5. A l’appui de ses conclusions tendant à la suspension de l’exécution de la décision lui faisant obligation de quitter le territoire français, M. B… invoque l’imminence de son éloignement, son mariage avec une ressortissante française, le 22 mai 2025, le fait que son épouse devrait accoucher le 4 juin 2026, la nécessité de conclure un avenant à un contrat de crédit à la consommation et l’existence d’une procédure pénale dans laquelle il est invité à comparaître en qualité de victime le 26 mars 2026. La perspective de la mise en œuvre à tout moment de la mesure d’éloignement décidée par le préfet de la Côte-d’Or le 4 mars 2025 n’est pas, à elle seule, de nature à établir qu’il y a urgence à suspendre l’exécution de l’arrêté litigieux, exécution à laquelle M. B… indique d’ailleurs avoir déjà fait obstacle à deux reprises. Il en va de même du fait que M. B… a épousé une ressortissante française le 22 mai 2025, alors qu’il avait déjà obligation de quitter le territoire français, cette circonstance étant antérieure au jugement attaqué. Enfin, le fait que l’épouse de M. B… soit enceinte depuis le 4 septembre 2025, que le couple ait un crédit à la consommation et que l’intéressé soit invité à comparaître en tant que victime devant une juridiction judiciaire le 26 mars 2026 ne sont pas, dans les circonstances de l’espèce, et alors que l’affaire n° 25LY02157 a été inscrite au rôle d’une audience du 24 février 2026, de nature à caractériser une urgence justifiant que, sans attendre le jugement de la requête au fond, l’exécution de la décision soit suspendue.

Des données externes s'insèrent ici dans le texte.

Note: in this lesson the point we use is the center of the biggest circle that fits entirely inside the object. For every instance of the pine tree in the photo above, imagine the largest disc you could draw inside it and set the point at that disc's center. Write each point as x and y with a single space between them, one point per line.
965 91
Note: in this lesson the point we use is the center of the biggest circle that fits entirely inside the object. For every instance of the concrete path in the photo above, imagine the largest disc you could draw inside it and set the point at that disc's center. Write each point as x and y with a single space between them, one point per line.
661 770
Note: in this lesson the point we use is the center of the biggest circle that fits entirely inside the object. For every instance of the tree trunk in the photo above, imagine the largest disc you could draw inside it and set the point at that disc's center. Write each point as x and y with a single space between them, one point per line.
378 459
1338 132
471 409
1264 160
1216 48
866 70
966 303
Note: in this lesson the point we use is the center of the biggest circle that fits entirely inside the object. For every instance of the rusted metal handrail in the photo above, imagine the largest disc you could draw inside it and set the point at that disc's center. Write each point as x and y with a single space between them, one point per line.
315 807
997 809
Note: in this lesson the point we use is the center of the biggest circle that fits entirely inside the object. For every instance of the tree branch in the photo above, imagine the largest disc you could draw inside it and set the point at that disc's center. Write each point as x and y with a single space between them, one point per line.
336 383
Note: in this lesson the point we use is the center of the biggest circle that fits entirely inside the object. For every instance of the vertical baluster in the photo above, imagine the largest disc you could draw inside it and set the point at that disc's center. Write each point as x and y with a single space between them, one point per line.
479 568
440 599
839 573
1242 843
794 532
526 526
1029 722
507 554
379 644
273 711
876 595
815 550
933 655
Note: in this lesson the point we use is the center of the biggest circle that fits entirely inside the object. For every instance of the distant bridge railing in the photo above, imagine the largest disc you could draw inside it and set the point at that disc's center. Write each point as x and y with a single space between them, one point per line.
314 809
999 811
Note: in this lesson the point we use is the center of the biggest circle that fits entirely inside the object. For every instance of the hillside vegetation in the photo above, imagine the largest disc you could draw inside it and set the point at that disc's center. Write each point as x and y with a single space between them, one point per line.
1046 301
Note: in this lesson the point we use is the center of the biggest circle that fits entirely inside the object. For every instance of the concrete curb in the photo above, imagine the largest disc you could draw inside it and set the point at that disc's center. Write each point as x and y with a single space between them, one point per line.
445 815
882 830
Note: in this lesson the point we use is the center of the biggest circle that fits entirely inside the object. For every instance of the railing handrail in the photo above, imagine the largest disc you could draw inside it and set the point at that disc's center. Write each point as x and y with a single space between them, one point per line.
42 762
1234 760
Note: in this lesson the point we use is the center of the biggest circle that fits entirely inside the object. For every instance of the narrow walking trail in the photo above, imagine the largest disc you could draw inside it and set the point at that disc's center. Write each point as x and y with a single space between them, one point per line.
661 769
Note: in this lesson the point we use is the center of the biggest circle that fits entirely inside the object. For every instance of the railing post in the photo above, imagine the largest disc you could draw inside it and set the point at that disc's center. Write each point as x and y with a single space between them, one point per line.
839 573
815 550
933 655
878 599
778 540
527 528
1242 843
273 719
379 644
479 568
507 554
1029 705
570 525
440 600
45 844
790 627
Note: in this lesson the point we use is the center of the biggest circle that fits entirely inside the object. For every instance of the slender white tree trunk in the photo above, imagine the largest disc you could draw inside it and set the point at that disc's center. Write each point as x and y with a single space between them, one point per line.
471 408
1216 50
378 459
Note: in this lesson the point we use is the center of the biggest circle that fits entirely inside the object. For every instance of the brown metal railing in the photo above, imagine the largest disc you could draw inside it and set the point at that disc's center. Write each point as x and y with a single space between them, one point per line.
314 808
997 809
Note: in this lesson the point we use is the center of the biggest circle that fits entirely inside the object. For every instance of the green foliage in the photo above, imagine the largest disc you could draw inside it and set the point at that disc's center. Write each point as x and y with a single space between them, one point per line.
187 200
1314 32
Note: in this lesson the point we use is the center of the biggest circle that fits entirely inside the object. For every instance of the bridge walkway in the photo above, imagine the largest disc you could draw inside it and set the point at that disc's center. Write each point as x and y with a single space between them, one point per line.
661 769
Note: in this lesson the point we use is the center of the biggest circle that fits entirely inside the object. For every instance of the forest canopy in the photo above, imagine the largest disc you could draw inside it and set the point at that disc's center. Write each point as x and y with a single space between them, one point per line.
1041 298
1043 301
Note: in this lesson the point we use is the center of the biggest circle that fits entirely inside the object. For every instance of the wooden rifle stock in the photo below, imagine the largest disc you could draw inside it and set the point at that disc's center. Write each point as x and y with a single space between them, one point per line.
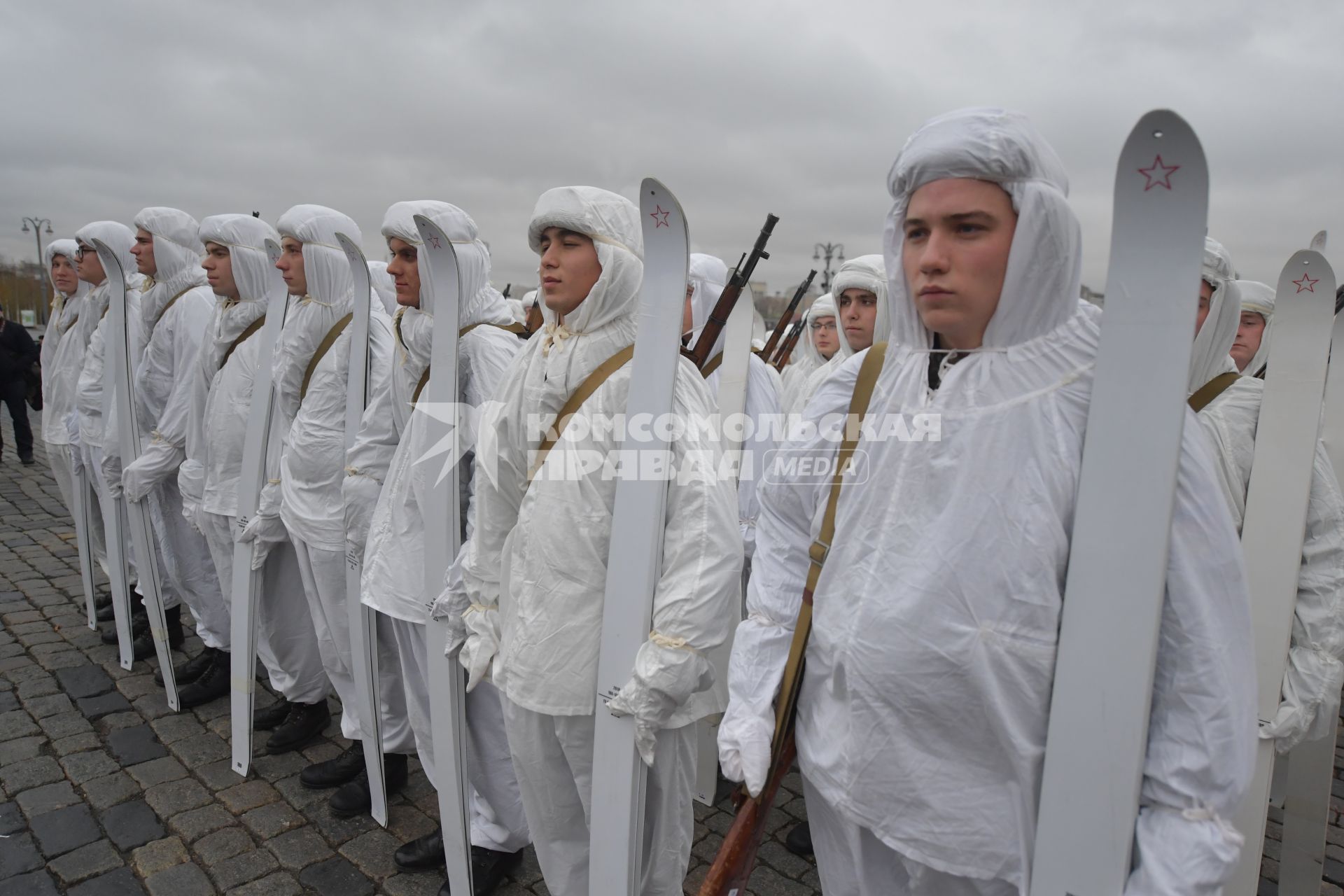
783 324
729 298
788 346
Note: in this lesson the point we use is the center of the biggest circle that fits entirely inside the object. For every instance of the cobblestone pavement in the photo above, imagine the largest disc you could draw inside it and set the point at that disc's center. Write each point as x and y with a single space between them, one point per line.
105 792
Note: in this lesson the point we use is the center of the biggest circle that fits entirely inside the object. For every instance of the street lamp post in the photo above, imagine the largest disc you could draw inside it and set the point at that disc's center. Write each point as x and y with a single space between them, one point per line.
36 232
828 250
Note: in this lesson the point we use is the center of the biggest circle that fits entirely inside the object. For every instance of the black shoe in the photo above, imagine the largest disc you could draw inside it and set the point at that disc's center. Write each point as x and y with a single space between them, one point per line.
143 648
422 853
799 841
190 671
305 720
489 867
139 626
211 684
270 716
335 773
355 797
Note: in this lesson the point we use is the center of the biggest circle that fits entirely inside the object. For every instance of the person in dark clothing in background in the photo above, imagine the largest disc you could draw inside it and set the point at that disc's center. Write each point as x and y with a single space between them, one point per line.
18 354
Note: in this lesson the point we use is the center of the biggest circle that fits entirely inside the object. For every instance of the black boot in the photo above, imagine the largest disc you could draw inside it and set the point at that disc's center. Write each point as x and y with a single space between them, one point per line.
355 797
489 867
139 626
422 853
335 773
144 644
211 684
799 841
190 671
305 720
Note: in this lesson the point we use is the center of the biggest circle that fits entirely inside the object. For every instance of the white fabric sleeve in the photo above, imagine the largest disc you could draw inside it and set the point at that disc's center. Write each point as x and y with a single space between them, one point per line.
1200 736
1315 672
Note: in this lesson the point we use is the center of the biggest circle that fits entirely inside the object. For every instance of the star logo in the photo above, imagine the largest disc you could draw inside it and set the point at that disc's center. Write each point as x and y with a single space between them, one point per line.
1307 284
1158 175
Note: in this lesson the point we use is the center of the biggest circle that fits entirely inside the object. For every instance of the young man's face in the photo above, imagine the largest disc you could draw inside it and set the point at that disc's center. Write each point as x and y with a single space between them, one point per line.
219 270
1247 339
144 253
569 269
824 336
290 266
88 265
958 232
1206 298
64 274
858 316
405 270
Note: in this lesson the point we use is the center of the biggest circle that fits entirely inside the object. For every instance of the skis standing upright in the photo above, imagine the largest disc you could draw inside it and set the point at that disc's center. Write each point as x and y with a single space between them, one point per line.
636 552
363 621
81 495
122 360
732 400
1113 599
246 587
441 286
1310 766
1276 510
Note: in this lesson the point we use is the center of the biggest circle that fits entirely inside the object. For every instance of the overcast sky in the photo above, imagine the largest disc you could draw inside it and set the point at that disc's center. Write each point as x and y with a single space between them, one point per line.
739 108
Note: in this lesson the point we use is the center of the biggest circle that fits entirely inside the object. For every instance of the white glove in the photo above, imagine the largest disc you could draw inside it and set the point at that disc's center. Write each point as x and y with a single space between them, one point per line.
745 746
264 532
136 481
360 493
483 643
1301 713
112 475
651 710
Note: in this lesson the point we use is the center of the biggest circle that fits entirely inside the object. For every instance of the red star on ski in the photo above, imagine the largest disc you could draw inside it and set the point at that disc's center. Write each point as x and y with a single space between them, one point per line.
1307 284
1163 179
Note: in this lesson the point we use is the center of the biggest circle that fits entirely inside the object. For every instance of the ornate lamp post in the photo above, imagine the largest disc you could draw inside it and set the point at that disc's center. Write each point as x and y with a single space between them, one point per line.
828 250
36 232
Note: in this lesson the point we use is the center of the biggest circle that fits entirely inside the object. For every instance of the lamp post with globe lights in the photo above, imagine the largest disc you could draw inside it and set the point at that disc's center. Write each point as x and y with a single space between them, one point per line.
36 232
827 251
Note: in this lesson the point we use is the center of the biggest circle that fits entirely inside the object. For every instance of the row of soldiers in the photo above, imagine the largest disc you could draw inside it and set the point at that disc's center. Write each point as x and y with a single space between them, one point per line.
923 716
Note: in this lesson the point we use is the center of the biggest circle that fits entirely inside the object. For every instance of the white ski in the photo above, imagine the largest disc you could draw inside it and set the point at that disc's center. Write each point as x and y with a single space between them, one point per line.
1276 510
616 832
732 400
248 582
442 539
122 360
363 625
1113 599
1310 766
83 498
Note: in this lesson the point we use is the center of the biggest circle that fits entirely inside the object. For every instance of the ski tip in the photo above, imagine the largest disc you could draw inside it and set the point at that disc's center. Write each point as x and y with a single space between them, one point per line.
354 254
659 209
1307 272
1163 158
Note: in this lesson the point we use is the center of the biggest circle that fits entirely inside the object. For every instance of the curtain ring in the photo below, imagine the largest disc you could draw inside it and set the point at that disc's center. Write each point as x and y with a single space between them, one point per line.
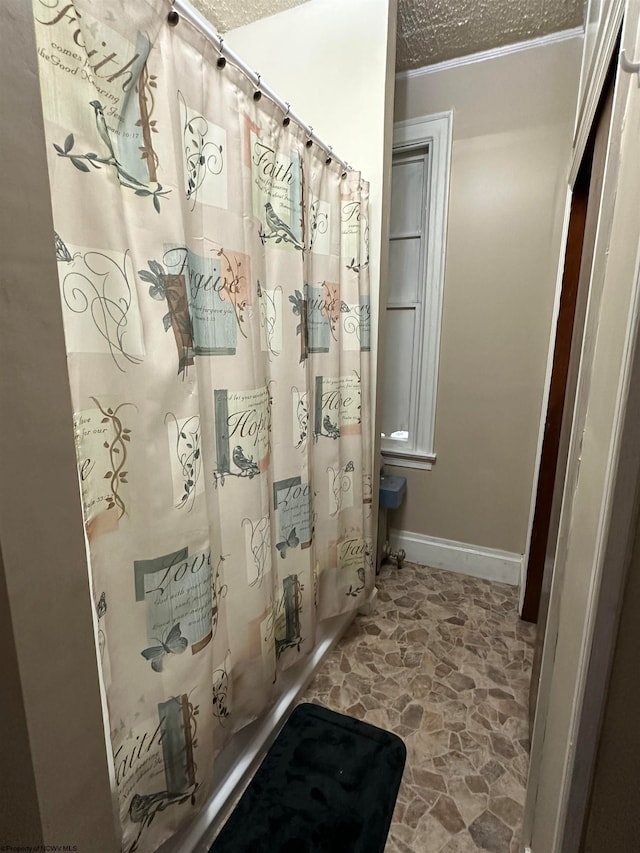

6. M. B… n’est en tout état de cause pas fondé à demander à un juge des référés, sur le fondement de l’article L. 521-1 du code de justice administrative, la suspension de l’exécution du jugement nos 2500964, 2502129 du 8 juillet 2025 du tribunal administratif de Dijon, la procédure prévue par l’article L. 521-1 du code de justice administrative ne concernant que les décisions administratives et non les décisions juridictionnelles, pour lesquelles existent des procédures de sursis à exécution prévues aux articles R. 811-15 et suivants du code de justice administrative.
7. Il résulte de tout ce qui précède, sans qu’il soit besoin d’examiner les moyens relatifs à la légalité de l’arrêté attaqué, que la requête n° 26LY00418 de M. B…, à qui il était loisible de demander le sursis à exécution du jugement du 8 juillet 2025 dans les conditions énoncées notamment par l’article R. 811-17 du code de justice administrative, doit être rejetée, en application de l’article L. 522-3 du code de justice administrative, y compris en ses conclusions présentées au titre de l’article R. 522-13 du code de justice administrative, ses conclusions à fin d’astreinte et celles tendant à l’application de l’article L. 761-1 du code de justice administrative.
ORDONNE :
Article 1er : La requête n° 26LY00418 de M. B… est rejetée.
Article 2 : La présente ordonnance sera notifiée à M. A… B….
Fait à Lyon, le 11 février 2026
Le président de la 6ème chambre,
François Pourny
La République mande et ordonne au ministre de l’intérieur en ce qui le concerne ou à tous commissaires de justice à ce requis en ce qui concerne les voies de droit commun contre les parties privées, de pourvoir à l’exécution de la présente décision.